In the final analysis, it is the intellectualization of the act of giving that undermines its sincerity more than anything else. As long as we are philosophizing about our giving, we are, by definition, focused on ourselves. Yet giving that is directed towards the other is not about process. It is—as R. Elchonon highlights for us—ultimately about outcome. And so, paradoxically, the way we solve the problem of altruism is by sidestepping it altogether.
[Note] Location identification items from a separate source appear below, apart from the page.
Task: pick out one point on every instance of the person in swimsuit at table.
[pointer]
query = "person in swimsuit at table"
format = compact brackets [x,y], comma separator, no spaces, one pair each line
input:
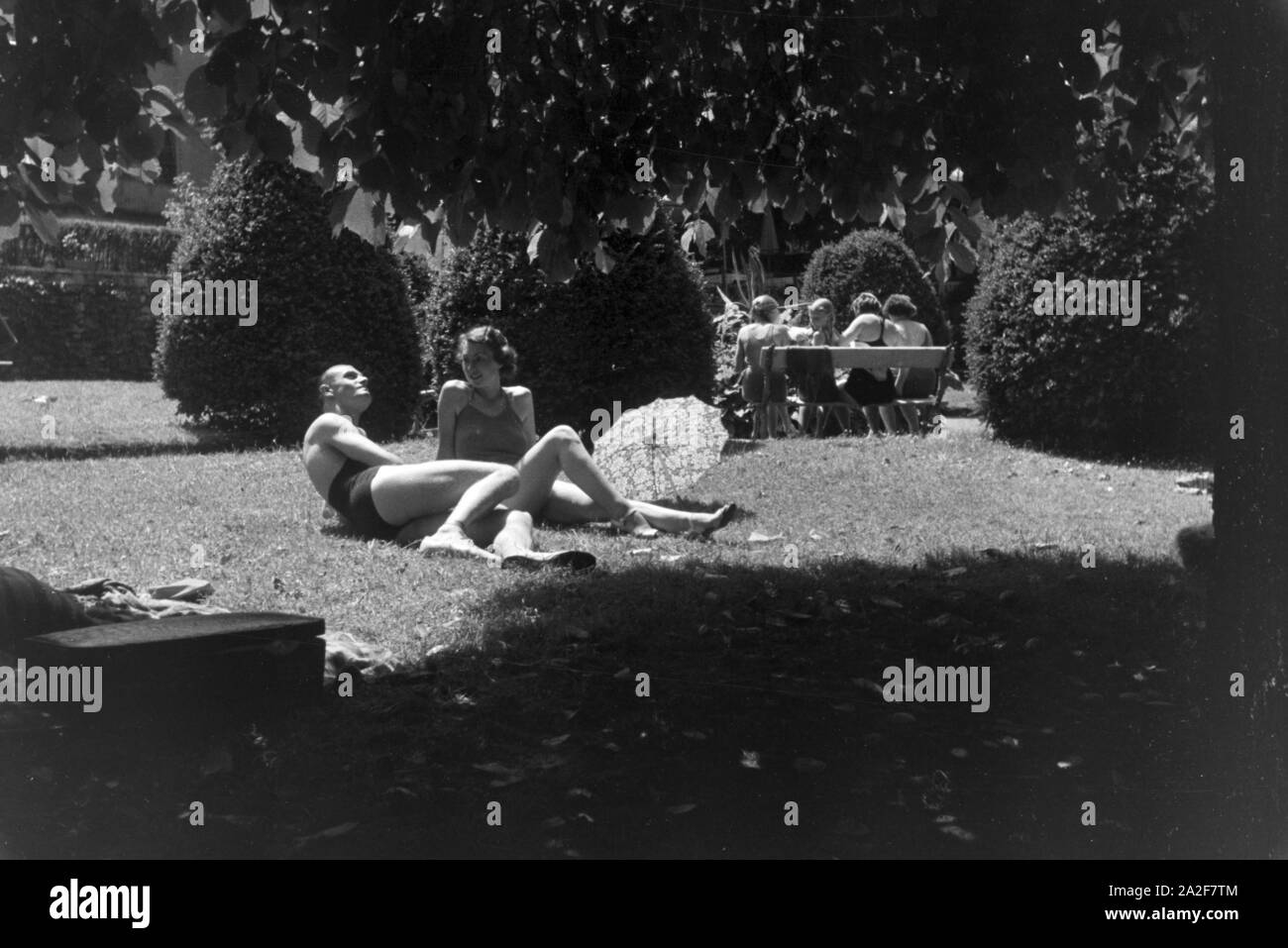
[452,507]
[481,419]
[872,389]
[910,382]
[764,330]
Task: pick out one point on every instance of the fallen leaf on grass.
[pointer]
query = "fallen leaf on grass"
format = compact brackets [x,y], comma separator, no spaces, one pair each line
[807,766]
A parent needs us to clean the garage? A sibling needs help with his or her homework? A group of patients needs somebody to visit them in the hospital? So then we should run to do the chesed! How it makes us feel or how it contributes to our own spiritual growth or how it advances our own material interests is irrelevant and only serves to distract us from the task at hand. What is relevant is that there is a need here that we are in a position to fill. And if it is truly the other person that we care about, then we will use whatever means (and whatever motivations) necessary to ensure that that need is filled. As real altruists, we won’t deprive others of a chesed because we doubt whether it’s “pure” enough. We’ll give it, graciously and wholeheartedly, because that’s what the situation calls for.
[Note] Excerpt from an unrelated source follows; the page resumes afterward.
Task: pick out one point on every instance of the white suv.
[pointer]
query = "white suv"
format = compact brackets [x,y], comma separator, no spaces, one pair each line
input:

[i] Compare—l’havdil—Immanuel Kant’s comments his Grounding for the Metaphysics of Morals:
There are some souls so sympathetically attuned that, even without any other motive of vanity or utility to self, take an inner gratification in spreading joy around them, and can take delight in the contentment of others [for this reason alone]. But I assert that in such a case the action, although it may conform to duty, and however amiable it is, nevertheless has no true moral worth, but is on the same footing as other inclinations, e.g., the inclination to honor, which, when it encounters something that in fact also happens to serve the common good and is in conformity with duty, and is thus worthy of honor – [such an action] deserves praise and encouragement, but not esteem; for the maxim lacks moral content inasmuch as it was done from inclination [i.e. sentiment, feeling, sympathy…] but not duty…
[ii] This is not to suggest, however, that one who knows that he has a duty to act a certain way will necessarily act that way. It is just as naïve to assume that reason will always compel us to “do the right thing” as it is to assume that our emotions will always compel us to do the right thing. Human psychology is such that we must direct both faculties towards ethical behavior, because neither one alone will prevail upon us 100% of the time.